# Vampirella rides the Giant Insect



## DENCOMM (Mar 13, 2008)

Yep, she's been "going green" since 1971. Take a look below then head over to the Monster Scenes Journal for the full story (http://www.monsterscenes.net/journal.htm).


----------



## Parts Pit Mike (Jan 3, 2001)

Wow. Will the new "riding" legs be in resin or styrene?


----------



## Yasutoshi (Dec 5, 2007)

My Vampirella and Giant Insect. This kit is styrene


----------



## northjason (May 10, 2003)

Awww, dangit, now I gotta buy a Vampirella.


----------



## The Batman (Mar 21, 2000)

That's about the most ridiculous thing I've ever seen!










- GJS


----------



## DocJam00 (May 18, 2010)

Anyone who uses Groucho is okay in my book!


----------



## SteveR (Aug 7, 2005)

The title for this thread sounds like a euphemism.


----------



## gaz91 (Nov 26, 2007)

Yasutoshi said:


> My Vampirella and Giant Insect. This kit is styrene


At Last Vampirella:thumbsup

Yasutoshi, Thats some exellent paint work and congrats on your 1st place in the afm monster scenes comp:thumbsup::thumbsup:


----------



## The Batman (Mar 21, 2000)

SteveR said:


> The title for this thread sounds like a euphemism.

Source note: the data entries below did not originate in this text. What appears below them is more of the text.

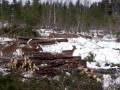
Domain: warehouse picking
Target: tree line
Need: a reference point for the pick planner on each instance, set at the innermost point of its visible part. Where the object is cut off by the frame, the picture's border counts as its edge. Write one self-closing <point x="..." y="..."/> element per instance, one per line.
<point x="64" y="15"/>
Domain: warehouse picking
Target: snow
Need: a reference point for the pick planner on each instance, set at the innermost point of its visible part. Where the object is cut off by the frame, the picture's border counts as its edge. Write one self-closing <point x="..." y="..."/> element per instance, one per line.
<point x="4" y="39"/>
<point x="103" y="50"/>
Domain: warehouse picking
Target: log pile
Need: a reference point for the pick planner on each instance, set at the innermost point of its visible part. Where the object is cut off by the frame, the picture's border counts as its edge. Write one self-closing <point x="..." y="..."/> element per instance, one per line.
<point x="64" y="35"/>
<point x="43" y="41"/>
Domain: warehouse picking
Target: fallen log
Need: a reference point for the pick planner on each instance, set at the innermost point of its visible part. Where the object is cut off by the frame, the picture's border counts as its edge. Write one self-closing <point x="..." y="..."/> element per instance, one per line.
<point x="44" y="41"/>
<point x="49" y="56"/>
<point x="63" y="35"/>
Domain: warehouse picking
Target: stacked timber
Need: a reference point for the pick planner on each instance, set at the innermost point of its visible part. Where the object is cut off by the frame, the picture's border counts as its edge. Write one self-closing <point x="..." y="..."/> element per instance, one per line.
<point x="63" y="35"/>
<point x="43" y="41"/>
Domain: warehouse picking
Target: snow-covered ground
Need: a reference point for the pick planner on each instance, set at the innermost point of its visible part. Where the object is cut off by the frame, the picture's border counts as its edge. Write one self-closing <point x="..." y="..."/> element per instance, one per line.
<point x="103" y="50"/>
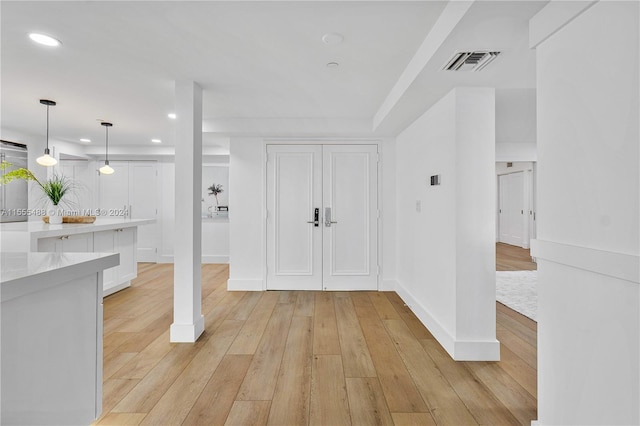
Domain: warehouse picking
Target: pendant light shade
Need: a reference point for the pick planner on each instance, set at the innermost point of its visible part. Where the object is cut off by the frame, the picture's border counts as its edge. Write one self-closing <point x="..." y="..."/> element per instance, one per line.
<point x="46" y="159"/>
<point x="106" y="169"/>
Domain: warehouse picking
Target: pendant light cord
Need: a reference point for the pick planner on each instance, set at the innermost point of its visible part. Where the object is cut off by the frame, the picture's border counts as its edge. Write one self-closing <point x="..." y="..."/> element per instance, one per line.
<point x="106" y="145"/>
<point x="47" y="128"/>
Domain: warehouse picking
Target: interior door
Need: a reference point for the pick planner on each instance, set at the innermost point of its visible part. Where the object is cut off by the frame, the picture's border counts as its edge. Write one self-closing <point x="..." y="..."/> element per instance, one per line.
<point x="350" y="221"/>
<point x="512" y="209"/>
<point x="322" y="217"/>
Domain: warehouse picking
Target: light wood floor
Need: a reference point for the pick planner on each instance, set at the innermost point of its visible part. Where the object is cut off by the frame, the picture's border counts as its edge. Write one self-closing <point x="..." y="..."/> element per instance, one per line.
<point x="512" y="258"/>
<point x="298" y="358"/>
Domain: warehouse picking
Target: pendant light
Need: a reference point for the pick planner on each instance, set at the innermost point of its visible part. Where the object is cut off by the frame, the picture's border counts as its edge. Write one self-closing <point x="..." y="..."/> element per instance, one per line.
<point x="47" y="159"/>
<point x="106" y="169"/>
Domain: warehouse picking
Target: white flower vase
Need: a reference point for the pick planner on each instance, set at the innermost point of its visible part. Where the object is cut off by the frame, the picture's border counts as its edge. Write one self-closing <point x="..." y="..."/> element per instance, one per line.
<point x="55" y="216"/>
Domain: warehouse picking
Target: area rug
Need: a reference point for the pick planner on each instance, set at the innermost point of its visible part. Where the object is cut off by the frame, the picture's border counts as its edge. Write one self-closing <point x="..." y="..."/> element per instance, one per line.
<point x="517" y="290"/>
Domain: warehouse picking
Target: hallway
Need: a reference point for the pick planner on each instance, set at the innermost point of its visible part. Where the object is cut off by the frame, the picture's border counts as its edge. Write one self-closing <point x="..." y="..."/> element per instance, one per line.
<point x="351" y="358"/>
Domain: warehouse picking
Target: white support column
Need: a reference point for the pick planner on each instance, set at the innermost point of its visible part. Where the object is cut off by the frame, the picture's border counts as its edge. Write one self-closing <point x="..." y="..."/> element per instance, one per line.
<point x="188" y="322"/>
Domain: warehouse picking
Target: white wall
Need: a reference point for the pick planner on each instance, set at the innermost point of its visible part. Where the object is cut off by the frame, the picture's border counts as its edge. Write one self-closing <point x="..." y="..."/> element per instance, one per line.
<point x="445" y="245"/>
<point x="516" y="125"/>
<point x="246" y="215"/>
<point x="588" y="214"/>
<point x="215" y="233"/>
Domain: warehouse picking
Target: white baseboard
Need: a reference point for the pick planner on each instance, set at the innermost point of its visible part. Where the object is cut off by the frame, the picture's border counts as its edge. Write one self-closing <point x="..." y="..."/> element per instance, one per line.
<point x="388" y="285"/>
<point x="245" y="285"/>
<point x="215" y="259"/>
<point x="115" y="288"/>
<point x="186" y="333"/>
<point x="459" y="350"/>
<point x="168" y="258"/>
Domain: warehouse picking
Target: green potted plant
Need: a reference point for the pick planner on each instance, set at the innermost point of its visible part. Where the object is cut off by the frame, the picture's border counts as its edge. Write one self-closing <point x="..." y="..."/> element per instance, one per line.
<point x="215" y="190"/>
<point x="53" y="189"/>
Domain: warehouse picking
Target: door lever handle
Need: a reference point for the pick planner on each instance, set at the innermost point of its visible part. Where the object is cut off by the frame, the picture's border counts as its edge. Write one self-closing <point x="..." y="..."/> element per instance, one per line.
<point x="327" y="217"/>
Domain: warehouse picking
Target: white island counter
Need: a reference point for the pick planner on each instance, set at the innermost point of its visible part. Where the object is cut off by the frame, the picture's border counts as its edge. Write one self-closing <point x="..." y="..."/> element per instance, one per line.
<point x="51" y="336"/>
<point x="105" y="235"/>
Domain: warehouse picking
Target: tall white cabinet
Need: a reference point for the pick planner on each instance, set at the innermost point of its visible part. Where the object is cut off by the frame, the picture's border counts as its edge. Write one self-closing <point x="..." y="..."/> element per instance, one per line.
<point x="132" y="190"/>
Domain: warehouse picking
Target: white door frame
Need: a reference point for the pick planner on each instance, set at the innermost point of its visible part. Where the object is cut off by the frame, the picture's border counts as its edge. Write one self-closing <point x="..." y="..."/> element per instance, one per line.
<point x="376" y="142"/>
<point x="527" y="188"/>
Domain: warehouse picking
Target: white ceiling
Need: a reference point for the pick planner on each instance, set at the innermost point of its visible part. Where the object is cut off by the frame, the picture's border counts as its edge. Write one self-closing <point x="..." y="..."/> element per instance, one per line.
<point x="262" y="65"/>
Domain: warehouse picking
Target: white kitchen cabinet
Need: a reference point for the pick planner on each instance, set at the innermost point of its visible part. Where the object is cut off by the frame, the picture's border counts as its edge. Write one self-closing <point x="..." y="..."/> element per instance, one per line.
<point x="123" y="241"/>
<point x="75" y="243"/>
<point x="51" y="325"/>
<point x="132" y="191"/>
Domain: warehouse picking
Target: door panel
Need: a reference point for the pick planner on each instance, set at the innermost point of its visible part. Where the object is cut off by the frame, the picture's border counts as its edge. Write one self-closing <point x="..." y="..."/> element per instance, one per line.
<point x="350" y="190"/>
<point x="294" y="252"/>
<point x="512" y="209"/>
<point x="331" y="256"/>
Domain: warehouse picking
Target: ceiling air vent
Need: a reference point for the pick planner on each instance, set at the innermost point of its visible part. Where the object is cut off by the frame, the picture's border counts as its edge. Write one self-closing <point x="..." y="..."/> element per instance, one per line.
<point x="470" y="61"/>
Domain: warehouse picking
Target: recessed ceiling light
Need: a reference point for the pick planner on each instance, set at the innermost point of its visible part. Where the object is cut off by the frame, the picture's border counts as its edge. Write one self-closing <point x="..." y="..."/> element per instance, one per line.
<point x="45" y="39"/>
<point x="332" y="38"/>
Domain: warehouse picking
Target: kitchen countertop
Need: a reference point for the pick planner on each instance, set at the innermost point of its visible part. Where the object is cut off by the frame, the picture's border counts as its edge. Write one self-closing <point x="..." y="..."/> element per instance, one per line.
<point x="23" y="236"/>
<point x="23" y="273"/>
<point x="40" y="229"/>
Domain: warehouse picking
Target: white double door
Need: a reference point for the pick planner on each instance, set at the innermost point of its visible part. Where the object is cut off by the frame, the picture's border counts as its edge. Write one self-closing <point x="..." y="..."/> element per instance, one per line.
<point x="322" y="217"/>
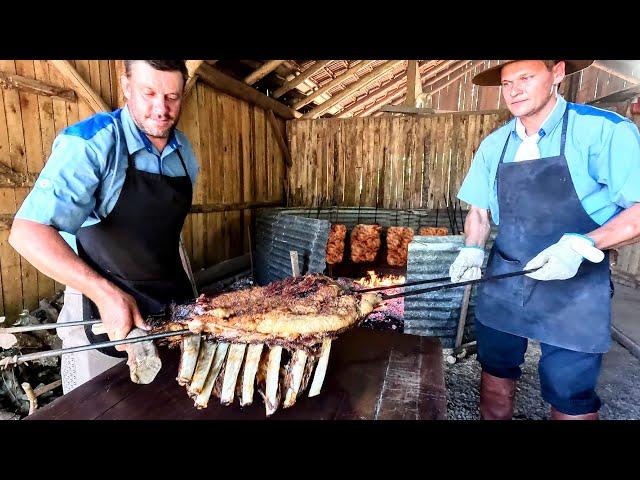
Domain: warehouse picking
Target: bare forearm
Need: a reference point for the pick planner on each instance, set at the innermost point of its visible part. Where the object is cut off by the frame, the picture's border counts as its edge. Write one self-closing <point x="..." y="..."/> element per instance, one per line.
<point x="623" y="229"/>
<point x="477" y="227"/>
<point x="43" y="247"/>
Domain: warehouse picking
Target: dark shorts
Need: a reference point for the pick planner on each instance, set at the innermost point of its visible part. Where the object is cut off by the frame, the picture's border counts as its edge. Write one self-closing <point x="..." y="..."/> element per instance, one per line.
<point x="567" y="378"/>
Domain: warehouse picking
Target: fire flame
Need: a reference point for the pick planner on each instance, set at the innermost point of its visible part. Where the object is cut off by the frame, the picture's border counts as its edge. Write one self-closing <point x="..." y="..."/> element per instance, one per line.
<point x="373" y="280"/>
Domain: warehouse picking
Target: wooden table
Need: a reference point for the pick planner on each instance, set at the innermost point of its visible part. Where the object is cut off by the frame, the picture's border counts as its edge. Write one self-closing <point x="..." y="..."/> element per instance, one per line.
<point x="371" y="375"/>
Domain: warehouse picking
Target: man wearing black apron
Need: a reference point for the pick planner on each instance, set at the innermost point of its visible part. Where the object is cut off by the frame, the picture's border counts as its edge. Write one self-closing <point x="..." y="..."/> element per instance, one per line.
<point x="561" y="180"/>
<point x="121" y="184"/>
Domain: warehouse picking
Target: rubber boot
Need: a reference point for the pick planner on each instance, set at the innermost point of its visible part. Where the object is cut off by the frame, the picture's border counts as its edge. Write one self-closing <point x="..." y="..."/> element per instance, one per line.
<point x="497" y="397"/>
<point x="556" y="415"/>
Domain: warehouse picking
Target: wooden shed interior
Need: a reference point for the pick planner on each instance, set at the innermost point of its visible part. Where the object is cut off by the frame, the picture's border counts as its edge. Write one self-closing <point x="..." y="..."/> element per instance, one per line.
<point x="386" y="133"/>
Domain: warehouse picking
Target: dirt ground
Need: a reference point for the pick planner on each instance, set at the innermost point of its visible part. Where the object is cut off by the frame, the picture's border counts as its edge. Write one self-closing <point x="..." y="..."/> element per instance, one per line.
<point x="619" y="387"/>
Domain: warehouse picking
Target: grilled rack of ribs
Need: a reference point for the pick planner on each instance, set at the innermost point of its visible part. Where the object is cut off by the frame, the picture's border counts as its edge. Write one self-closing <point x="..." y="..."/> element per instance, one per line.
<point x="365" y="243"/>
<point x="243" y="338"/>
<point x="434" y="231"/>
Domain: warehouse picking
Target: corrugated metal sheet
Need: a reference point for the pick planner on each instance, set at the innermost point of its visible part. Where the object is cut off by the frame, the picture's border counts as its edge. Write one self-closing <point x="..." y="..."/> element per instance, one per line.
<point x="277" y="233"/>
<point x="436" y="313"/>
<point x="350" y="216"/>
<point x="280" y="230"/>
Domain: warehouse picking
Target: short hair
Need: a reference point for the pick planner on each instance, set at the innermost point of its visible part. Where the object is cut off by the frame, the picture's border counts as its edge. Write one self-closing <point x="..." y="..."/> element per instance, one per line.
<point x="550" y="63"/>
<point x="163" y="65"/>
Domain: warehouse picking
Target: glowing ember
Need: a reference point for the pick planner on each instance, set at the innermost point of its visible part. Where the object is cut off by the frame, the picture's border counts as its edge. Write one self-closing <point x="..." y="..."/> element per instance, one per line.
<point x="373" y="280"/>
<point x="388" y="315"/>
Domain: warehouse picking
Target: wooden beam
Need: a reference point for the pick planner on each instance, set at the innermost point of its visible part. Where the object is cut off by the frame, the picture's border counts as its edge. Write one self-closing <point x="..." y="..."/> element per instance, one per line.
<point x="429" y="71"/>
<point x="262" y="72"/>
<point x="353" y="88"/>
<point x="388" y="87"/>
<point x="81" y="87"/>
<point x="192" y="68"/>
<point x="280" y="138"/>
<point x="611" y="71"/>
<point x="226" y="207"/>
<point x="414" y="84"/>
<point x="9" y="178"/>
<point x="397" y="95"/>
<point x="236" y="88"/>
<point x="294" y="82"/>
<point x="11" y="80"/>
<point x="346" y="75"/>
<point x="431" y="111"/>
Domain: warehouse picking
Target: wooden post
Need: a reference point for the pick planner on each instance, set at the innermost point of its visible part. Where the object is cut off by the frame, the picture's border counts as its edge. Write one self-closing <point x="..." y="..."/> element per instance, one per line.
<point x="295" y="267"/>
<point x="463" y="316"/>
<point x="80" y="85"/>
<point x="414" y="85"/>
<point x="262" y="72"/>
<point x="280" y="138"/>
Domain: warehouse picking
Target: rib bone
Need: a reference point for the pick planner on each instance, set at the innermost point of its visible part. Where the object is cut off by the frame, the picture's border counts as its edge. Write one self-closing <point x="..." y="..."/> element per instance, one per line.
<point x="234" y="363"/>
<point x="321" y="369"/>
<point x="205" y="357"/>
<point x="203" y="399"/>
<point x="271" y="399"/>
<point x="144" y="361"/>
<point x="294" y="374"/>
<point x="188" y="359"/>
<point x="254" y="352"/>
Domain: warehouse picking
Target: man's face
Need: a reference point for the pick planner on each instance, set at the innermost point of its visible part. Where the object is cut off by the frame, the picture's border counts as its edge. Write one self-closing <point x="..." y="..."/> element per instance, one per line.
<point x="154" y="98"/>
<point x="527" y="85"/>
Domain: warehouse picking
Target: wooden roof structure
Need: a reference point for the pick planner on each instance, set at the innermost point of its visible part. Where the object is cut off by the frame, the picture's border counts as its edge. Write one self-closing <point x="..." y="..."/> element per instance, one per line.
<point x="359" y="88"/>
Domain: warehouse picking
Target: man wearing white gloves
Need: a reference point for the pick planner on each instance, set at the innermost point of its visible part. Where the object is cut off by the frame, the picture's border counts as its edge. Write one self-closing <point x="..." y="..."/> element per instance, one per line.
<point x="562" y="181"/>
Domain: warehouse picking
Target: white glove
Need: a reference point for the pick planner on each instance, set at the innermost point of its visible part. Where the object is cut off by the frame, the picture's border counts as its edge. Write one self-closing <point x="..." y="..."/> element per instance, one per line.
<point x="562" y="260"/>
<point x="467" y="264"/>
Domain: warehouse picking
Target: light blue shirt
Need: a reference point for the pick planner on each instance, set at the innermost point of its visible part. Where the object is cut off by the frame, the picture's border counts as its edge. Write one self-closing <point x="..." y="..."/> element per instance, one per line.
<point x="82" y="179"/>
<point x="602" y="151"/>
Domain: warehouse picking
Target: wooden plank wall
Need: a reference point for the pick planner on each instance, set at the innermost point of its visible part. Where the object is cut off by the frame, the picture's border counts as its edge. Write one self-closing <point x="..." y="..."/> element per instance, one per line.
<point x="28" y="125"/>
<point x="462" y="95"/>
<point x="627" y="269"/>
<point x="388" y="161"/>
<point x="234" y="142"/>
<point x="240" y="161"/>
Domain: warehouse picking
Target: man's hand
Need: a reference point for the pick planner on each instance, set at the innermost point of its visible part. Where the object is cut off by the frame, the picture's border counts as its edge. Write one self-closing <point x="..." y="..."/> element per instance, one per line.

The Moms who protested against Nabisco in the 1970's probably would have thought so, too.

- GJS


----------



## Parts Pit Mike (Jan 3, 2001)

Yasutochi wrote: This kit is styrene.

Parts Pit Mike says: Yes that is certainly true. But I am referring to what Dencomm has on their website concerning additional riding legs.

"Of course, a new set of riding legs still has merit and, as such, Dencomm is taking steps to bring them to you (plus some other interesting goodies)."

I am wondering if these will be resin or styrene pieces.


----------



## Hunch (Apr 6, 2003)

Odd. The Original kit HAS the riding legs. But I guess making some new ones wont hurt.


----------



## BatToys (Feb 4, 2002)

I always thought Vampirella is there to fight Dr. Deadly and Frankenstein as she is a hero despite Aurora's ads. Maybe add new optional parts to reflect she battles the villains.


----------



## DENCOMM (Mar 13, 2008)

Hunch said:


> Odd. The Original kit HAS the riding legs. But I guess making some new ones wont hurt.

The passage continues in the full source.